Plasmodium falciparum apical membrane antigen 1 (AMA1) binds a loop in rhoptry neck protein 2 (RON2L) during red cell invasion and is a target for vaccines and therapeutic antibodies against malaria. Here, we report a panel of AMA1-specific naturally acquired human monoclonal antibodies (hmAbs) derived from individuals living in malaria-endemic regions. Two neutralizing hmAbs engage AMA1 independent of the RON2L-binding site. The hmAb 75B10 demonstrates potent strain-transcending neutralization that is independent of RON2L blockade, emphasizing that epitopes outside the RON2L-binding site elicit broad protection against variant parasite strains.
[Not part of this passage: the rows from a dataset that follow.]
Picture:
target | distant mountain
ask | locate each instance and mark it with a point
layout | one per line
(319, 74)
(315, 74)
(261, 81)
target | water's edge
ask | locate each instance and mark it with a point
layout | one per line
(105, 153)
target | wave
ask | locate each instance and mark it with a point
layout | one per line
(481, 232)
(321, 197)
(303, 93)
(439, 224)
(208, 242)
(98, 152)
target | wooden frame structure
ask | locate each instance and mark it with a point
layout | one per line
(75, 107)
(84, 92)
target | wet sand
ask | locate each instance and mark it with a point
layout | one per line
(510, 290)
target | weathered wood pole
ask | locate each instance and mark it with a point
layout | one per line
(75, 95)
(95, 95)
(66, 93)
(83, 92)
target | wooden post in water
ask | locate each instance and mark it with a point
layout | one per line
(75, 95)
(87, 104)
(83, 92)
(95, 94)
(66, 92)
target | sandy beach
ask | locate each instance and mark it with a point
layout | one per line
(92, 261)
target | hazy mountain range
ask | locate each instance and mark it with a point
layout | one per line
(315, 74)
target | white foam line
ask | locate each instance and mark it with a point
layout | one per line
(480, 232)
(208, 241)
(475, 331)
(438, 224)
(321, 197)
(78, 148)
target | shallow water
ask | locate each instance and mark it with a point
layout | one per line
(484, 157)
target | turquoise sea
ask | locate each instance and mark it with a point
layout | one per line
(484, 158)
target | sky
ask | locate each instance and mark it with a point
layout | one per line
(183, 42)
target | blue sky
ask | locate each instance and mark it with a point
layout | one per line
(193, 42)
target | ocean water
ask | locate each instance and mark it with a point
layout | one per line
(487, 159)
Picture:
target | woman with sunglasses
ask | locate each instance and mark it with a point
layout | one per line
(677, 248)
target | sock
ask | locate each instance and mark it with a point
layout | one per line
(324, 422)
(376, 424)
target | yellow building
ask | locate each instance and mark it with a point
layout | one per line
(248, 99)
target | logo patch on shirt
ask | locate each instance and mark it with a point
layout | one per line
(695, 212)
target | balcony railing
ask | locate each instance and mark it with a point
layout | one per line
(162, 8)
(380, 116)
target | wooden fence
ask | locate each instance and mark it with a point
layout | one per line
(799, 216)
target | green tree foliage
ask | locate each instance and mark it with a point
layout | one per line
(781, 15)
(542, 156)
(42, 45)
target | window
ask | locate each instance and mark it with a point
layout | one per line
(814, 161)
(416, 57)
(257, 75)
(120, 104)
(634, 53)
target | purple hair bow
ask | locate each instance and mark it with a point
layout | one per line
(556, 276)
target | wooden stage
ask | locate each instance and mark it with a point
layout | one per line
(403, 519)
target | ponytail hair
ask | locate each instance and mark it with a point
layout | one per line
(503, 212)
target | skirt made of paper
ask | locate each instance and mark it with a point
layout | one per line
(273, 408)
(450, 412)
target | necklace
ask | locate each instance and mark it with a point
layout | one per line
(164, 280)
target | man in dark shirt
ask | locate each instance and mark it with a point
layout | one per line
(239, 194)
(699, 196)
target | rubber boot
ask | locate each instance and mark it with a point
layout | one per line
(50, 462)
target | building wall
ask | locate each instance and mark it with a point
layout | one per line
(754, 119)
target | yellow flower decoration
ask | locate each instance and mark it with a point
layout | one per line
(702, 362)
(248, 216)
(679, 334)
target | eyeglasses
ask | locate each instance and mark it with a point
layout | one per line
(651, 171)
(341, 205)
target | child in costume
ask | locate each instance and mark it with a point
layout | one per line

The combination of these hmAbs synergistically enhances parasite neutralization. Vaccination with a structure-based design (SBD1) that mimics the AMA1-RON2L complex elicited antibodies similar to the two neutralizing hmAbs connecting vaccination to naturally acquired immunity in humans. The structural definition of a strain-transcending epitope on AMA1 targeted by naturally acquired hmAb establishes paradigms for developing AMA1-based vaccines and therapeutic antibodies.